Bovendien zijn woorden en begrippen geen tekens die staan voor ‘de’ werkelijkheid, maar ze
maken de werkelijkheid. Ze zijn steeds ficties en vormen van zelfbedrog. Taal versteent het
bestaan. Alles wat we doen, is uitleggen verzinnen en ‘toedichten’.

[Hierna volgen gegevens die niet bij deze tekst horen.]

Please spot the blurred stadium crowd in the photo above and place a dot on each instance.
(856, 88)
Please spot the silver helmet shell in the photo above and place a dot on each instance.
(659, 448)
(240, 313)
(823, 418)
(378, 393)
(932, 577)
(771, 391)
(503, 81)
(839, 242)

We interpreteren de wereld en in die zin voegen w steeds iets toe, ordenen we de wereld
volgens gevestigde tradities en overgeleverde kaders. Taal is erop gericht de wereld
voorspelbaar en beheersbaar te maken. Maar het grote probleem van taal is dat het ons
doet geloven dat de feiten werkelijk zijn. Dit is volgens hem het geval, want de taal liegt en
misleidt ons. ‘Feiten bestaan niet, enkel interpretaties.’ En geen enkele interpretatie is waar,
ook die van Nietzsche zelf niet. Hiermee herstelt hij het relativisme en de sofisten in volle
glorie en ontmaskert hij moraal en logica als middelen om de wereld en de ander te
beheersen.
Nietzsche beveelt een creatief liegen aan. We kunnen onze wereld herscheppen door een
nieuwe taal te gebruiken, die breekt met de oude kaders. Deze moet het leven van de mens
aan het zingen, spreken en dansen brengen. De mens wordt een ander, nieuw mens, een
mens van de toekomst, die zijn begeerte leeft. Nietzsche zijn taalgebruik is demonisch,
intrigerend, poëtisch en toch dominant: zijn taal schept een nieuwe wereld en behoort
literair tot het mooiste van filosofen te boek stelden.